Architecture Rationale

Why Hybrid (NestJS + Python)?

NestJS Strengths (Client-Facing API):

  • Full-stack TypeScript: Type safety across frontend/backend
  • Built-in GraphQL: Decorators, automatic schema generation, DataLoader
  • WebSocket native: @nestjs/websockets with Socket.io
  • Fast iteration: Vietnamese developer availability, rapid prototyping
  • Ecosystem: Rich libraries for auth, validation, caching, queues

Python Strengths (AI/ML Service):

  • ML ecosystem: scikit-learn, pandas, Prophet, TensorFlow (future)
  • Data processing: Fast numpy/pandas operations
  • Proven patterns: Jupyter notebooks → production services
  • Future-proof: Easy to add advanced ML (PyTorch, Transformers)
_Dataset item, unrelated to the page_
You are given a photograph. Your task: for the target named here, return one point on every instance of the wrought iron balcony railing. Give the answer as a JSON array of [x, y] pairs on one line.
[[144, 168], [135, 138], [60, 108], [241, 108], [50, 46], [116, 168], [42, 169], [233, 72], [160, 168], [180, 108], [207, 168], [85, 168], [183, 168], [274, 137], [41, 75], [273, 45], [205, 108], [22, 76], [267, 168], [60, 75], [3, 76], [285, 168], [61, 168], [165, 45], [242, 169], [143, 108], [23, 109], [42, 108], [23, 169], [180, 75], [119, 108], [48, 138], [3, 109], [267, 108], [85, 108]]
gRPC Communication (Backend ↔ AI):

  • 10x faster than REST JSON for large data transfers
  • Binary protocol: Efficient serialization (protobuf)
  • Streaming: Bi-directional streams for real-time predictions
  • Type safety: Auto-generated clients from .proto definitions

Why GraphQL (Not REST)?

Flexible Queries:

  • Mobile needs: Minimal data (battery, bandwidth)
  • Web needs: Rich data (detailed analytics)
  • Single endpoint: No versioning hell (/api/v1, /api/v2)

Example:

# Mobile (minimal)
query DashboardMobile {
  location(id: "123") {
    todayRevenue
    todayOrders
  }
}

# Web (rich)
query DashboardWeb {
  location(id: "123") {
    todayRevenue
    todayOrders
    hourlyTrends { hour revenue }
    topItems { name quantity revenue }
    recommendations { title priority }
  }
}

Why WebSocket (Not Polling)?

Real-Time Requirements:

  • Payment webhooks: <500ms notification to owner
  • Live metrics: Dashboard updates every 30s
  • Multi-device sync: Changes propagate instantly
  • Battery efficient: No polling overhead

Example Flow:

MoMo webhook → NestJS processes → PostgreSQL insert → 
Redis publish → WebSocket broadcast → All clients update (<500ms)

Communication Patterns

Client → NestJS (GraphQL)

Flutter/Next.js --HTTPS--> GraphQL Endpoint (/graphql)
  - Queries: Read data
  - Mutations: Write data
  - Subscriptions: Real-time updates via WebSocket

Client → NestJS (WebSocket)

Flutter/Next.js --WSS--> Socket.io (/socket.io)
  - Join rooms (tenant ID + location ID)
  - Receive broadcasts (new order, payment, AI alert)
  - Auto-reconnect with exponential backoff

NestJS → Python AI (gRPC)

NestJS --gRPC--> Python AI Service (Port 5000)
  - GetRecommendations(location_id, date_range)
  - PredictDemand(location_id, item_id, forecast_days)
  - AnalyzePricing(location_id, competitor_prices)
  - StreamSalesData (bidirectional stream)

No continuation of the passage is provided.